Originally published September 18 2008
Arthritis Drugs May be Causing Cancer in Children
by David Gutierrez, staff writer
(NaturalNews) The FDA has launched an investigation into whether a family of drugs, including medications for rheumatoid arthritis, might be causing cancer in children and young adults.
The drugs, known as TNF blockers, are immune suppressors that interfere with the functioning of an inflammation-causing chemical known as TNF. The TNF blockers under investigation include Remicade (generic name infliximab), Humira (generic name adalimumab) and Enbrel (generic name etanercept). A fourth TNF blocker, Cimzia (generic name certolizumab pegol), is not being investigated because it only received FDA approval in April 2008.
The FDA is studying 30 reported cases of cancer among children or young adults who were taking Enbrel, Humirea and Remicade between 1998 and April 29, 2008. The cancers seem to have appeared in children who were taking TNF blockers in combination with other immune-suppressing drugs. The most common was the blood cancer lymphoma, accounting for approximately 50 percent of reported cases.
"The reports of these events in children and young adults receiving TNF blockers are of concern and deserve further investigation," the FDA said.
TNF blockers are used to treat autoimmune disorders in which the body is attacked by its own immune system, and health problems caused by inflammation. These disorders include rheumatoid arthritis, Crohn's disease, plaque psoriasis and ulcerative colitis.

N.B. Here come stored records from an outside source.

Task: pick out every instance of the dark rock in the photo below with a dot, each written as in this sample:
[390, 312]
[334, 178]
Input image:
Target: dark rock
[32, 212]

The drugs are major sellers for their manufacturers. Enbrel made $951 million for Wyeth and Amgen in the first quarter of 2008; Humira made Abbot Laboratories $878 million; and Remicade made $998 million for Johnson & Johnson.
As part of its investigation, the FDA has asked the four companies for all information on any reported cases of cancer among children and young adults receiving TNF blockers. Cimzia maker UCB is set to start a 10-year study into the drug's risks, including cancer, in 2009.
All four TNF blockers currently carry warning labels about the risk of cancer.
Sources for this story include: www.reuters.com.